Poor baby. Do you know what products the groomer used or if it was something new? The skin around her eyes looks irritated too, it could be an allergic reaction to something new in the environment. Hot spots can grow so fast especially if your girl is scratching at it a lot. Keep it as clean and dry as possible until you can get her in to see her vet. I hope the spots clear up quickly.


----------



## Lilliam (Apr 28, 2010)

Thank you son much for the quick response. The top one actually is red but doesn't show in that pic. The other one looks like it's scabbed over. 

I don't have organic apple cider vinegar but I do have OneGen spray. 

I'm thinking that this happened during grooming. He was groomed last Friday. 

Is it possible that the leash that's used around his neck rubbed him and caused this? They're almost symmetrical. 


Sent from my iPhone using Tapatalk Pro


----------



## Allee (Nov 24, 2016)

I'm so sorry, my mistake, please apologize to Max for me for calling him a girl. It's hard to say, it doesn't take much to start a hot spot. OneGen should be fine.


----------



## jennretz (Jul 24, 2013)

You need to get the fur trimmed on both sides to allow it to dry out. They can grow very fast. It's usually a 2 person job in my house if we're trying to trim around the face.


----------



## WI12345 (Dec 31, 2016)

Our dog had hot spots like these quite often. Once we started giving him Zyrtec every day, it never happened again. I'm not sure if this is the case with your dog, but with ours it was definitely allergy related. We gave him one adult pill in the morning and one at night. Our vet approved this.


----------



## Lilliam (Apr 28, 2010)

Allee said:


> Poor baby. Do you know what products the groomer used or if it was something new? The skin around her eyes looks irritated too, it could be an allergic reaction to something new in the environment. Hot spots can grow so fast especially if your girl is scratching at it a lot. Keep it as clean and dry as possible until you can get her in to see her vet. I hope the spots clear up quickly.

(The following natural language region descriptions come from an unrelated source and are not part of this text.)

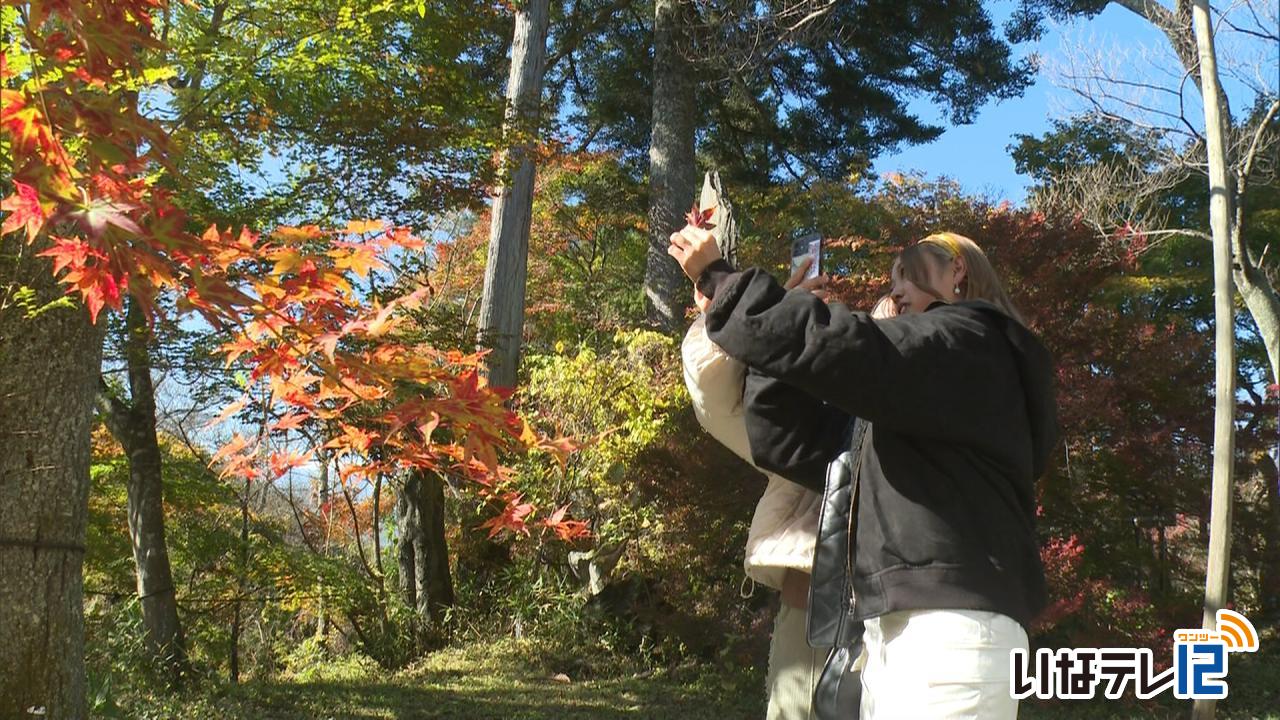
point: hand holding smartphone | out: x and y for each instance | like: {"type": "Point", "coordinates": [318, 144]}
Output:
{"type": "Point", "coordinates": [808, 245]}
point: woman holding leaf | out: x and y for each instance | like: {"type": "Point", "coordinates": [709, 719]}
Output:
{"type": "Point", "coordinates": [959, 399]}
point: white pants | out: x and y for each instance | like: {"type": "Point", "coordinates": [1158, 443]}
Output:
{"type": "Point", "coordinates": [794, 666]}
{"type": "Point", "coordinates": [940, 665]}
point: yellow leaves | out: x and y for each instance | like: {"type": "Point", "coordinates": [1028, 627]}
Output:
{"type": "Point", "coordinates": [356, 258]}
{"type": "Point", "coordinates": [360, 227]}
{"type": "Point", "coordinates": [287, 260]}
{"type": "Point", "coordinates": [297, 235]}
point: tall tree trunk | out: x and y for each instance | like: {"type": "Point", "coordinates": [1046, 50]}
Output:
{"type": "Point", "coordinates": [671, 163]}
{"type": "Point", "coordinates": [502, 309]}
{"type": "Point", "coordinates": [325, 497]}
{"type": "Point", "coordinates": [426, 583]}
{"type": "Point", "coordinates": [133, 424]}
{"type": "Point", "coordinates": [725, 229]}
{"type": "Point", "coordinates": [49, 368]}
{"type": "Point", "coordinates": [407, 527]}
{"type": "Point", "coordinates": [241, 583]}
{"type": "Point", "coordinates": [1217, 575]}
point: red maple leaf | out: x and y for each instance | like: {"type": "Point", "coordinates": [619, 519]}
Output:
{"type": "Point", "coordinates": [24, 210]}
{"type": "Point", "coordinates": [699, 218]}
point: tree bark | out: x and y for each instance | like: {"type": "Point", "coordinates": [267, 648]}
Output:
{"type": "Point", "coordinates": [671, 164]}
{"type": "Point", "coordinates": [1217, 574]}
{"type": "Point", "coordinates": [49, 365]}
{"type": "Point", "coordinates": [434, 582]}
{"type": "Point", "coordinates": [502, 309]}
{"type": "Point", "coordinates": [133, 424]}
{"type": "Point", "coordinates": [726, 226]}
{"type": "Point", "coordinates": [406, 519]}
{"type": "Point", "coordinates": [426, 583]}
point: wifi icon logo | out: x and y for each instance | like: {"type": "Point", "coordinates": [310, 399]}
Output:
{"type": "Point", "coordinates": [1237, 632]}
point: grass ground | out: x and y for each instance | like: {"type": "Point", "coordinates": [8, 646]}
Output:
{"type": "Point", "coordinates": [510, 680]}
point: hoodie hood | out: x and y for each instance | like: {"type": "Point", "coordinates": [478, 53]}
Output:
{"type": "Point", "coordinates": [1036, 370]}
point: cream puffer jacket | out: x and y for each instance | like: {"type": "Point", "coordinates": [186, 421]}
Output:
{"type": "Point", "coordinates": [785, 525]}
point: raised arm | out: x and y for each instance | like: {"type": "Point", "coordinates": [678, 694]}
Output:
{"type": "Point", "coordinates": [928, 373]}
{"type": "Point", "coordinates": [791, 433]}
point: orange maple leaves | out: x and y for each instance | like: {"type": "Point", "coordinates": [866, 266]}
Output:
{"type": "Point", "coordinates": [324, 360]}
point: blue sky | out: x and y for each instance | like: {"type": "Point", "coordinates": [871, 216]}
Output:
{"type": "Point", "coordinates": [976, 155]}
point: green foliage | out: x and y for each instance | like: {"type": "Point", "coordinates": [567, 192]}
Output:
{"type": "Point", "coordinates": [621, 397]}
{"type": "Point", "coordinates": [309, 661]}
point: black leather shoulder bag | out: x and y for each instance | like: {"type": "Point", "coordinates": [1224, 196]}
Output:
{"type": "Point", "coordinates": [831, 598]}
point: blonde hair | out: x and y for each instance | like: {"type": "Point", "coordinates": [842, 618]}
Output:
{"type": "Point", "coordinates": [885, 308]}
{"type": "Point", "coordinates": [979, 282]}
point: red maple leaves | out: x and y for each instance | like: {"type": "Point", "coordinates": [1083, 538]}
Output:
{"type": "Point", "coordinates": [700, 218]}
{"type": "Point", "coordinates": [321, 358]}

Oh that's not his eyes, it's his lips. The hot spots are just near the bottom of his mouth in the neck/jaw. Hard to describe the location so unsent the photo. 


Sent from my iPhone using Tapatalk Pro


----------



## Lilliam (Apr 28, 2010)

So the hotspots are almost healed. He gets two laser therapy sessions. 

















Sent from my iPhone using Tapatalk Pro


----------



## jennretz (Jul 24, 2013)

Interesting! Laser therapy for hot spots??? I'm curious how that works and whether I should try it for Duke if he ever gets another one.


----------



## Lilliam (Apr 28, 2010)

jennretz said:


> Interesting! Laser therapy for hot spots??? I'm curious how that works and whether I should try it for Duke if he ever gets another one.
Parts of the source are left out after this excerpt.